- Born: Cornelia Field Maury 1866 New Orleans, Louisiana, U.S.
- Died: 1942 (aged 75–76) St. Louis, Missouri, U.S.
- Education: Washington University in St. Louis, Académie Julian
- Known for: Portrait painting

= Cornelia F. Maury =

American painter

Cornelia Field Maury (1866–1942) was an American artist, known for her portraits of children. Maury often worked in pastels. She was based in St. Louis, Missouri.

== About ==
Cornelia Field Maury was born in New Orleans, Louisiana in 1866. Her family had owned a theatre in St. Louis, Missouri. She studied at the St. Louis School of Fine Arts (a part of Washington University in St. Louis) and the Académie Julian in Paris. She studied in France with Jules Joseph Lefebvre, Raphaël Collin, Benjamin Constant, Jean-Paul Laurens, Luc-Olivier Merson, and Jules Dupré.

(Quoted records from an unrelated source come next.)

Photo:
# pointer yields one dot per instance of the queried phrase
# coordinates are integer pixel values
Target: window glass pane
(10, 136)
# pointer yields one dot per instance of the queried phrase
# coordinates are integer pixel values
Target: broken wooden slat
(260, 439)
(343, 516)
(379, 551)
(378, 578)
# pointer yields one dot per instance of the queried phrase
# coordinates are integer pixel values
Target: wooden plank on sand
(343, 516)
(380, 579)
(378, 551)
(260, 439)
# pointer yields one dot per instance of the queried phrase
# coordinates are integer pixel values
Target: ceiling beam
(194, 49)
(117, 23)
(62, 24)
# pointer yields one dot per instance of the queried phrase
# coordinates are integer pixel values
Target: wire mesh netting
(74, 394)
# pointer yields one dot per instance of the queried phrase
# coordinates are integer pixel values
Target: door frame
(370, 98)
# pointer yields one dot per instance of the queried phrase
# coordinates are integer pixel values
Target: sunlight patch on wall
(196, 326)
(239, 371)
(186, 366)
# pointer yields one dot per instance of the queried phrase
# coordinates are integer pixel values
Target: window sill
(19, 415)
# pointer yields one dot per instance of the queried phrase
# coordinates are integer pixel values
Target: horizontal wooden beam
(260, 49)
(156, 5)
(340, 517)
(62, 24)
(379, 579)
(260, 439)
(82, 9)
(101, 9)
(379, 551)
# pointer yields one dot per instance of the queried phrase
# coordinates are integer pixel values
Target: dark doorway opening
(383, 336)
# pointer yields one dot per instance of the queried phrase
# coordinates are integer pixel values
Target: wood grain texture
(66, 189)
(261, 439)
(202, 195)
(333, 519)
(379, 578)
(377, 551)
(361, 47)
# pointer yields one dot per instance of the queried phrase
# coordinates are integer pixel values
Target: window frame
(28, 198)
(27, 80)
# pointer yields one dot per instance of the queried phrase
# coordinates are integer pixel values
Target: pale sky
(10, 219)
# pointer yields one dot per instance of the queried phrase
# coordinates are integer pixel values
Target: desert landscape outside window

She was a member of St. Louis Artists' Guild and Society of Western Artists. In 1899, Maury was exhibiting her work at the St. Louis Artists' Guild. Her work "Mother and Child" was hung in 1900 at the Salon des Artistes Francais.

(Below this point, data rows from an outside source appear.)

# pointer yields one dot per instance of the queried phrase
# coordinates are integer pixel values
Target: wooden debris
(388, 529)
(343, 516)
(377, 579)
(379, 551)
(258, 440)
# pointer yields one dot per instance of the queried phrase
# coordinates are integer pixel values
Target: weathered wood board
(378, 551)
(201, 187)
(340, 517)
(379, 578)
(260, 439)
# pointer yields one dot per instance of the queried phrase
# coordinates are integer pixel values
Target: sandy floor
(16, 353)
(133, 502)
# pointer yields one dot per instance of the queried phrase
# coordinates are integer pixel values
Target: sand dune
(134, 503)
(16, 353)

She lived in St. Louis in her family home, the historical Guion House (also referred to as the Maury House) at 5815 Pennsylvania Ave in the Carondelet neighborhood.

== Death and legacy ==
She died in 1942, in Saint Louis, Missouri. However her year of death has been incorrectly attributed with many other dates, and as early as 1934.

Her work is in many public museum collections including Smithsonian American Art Museum, among others.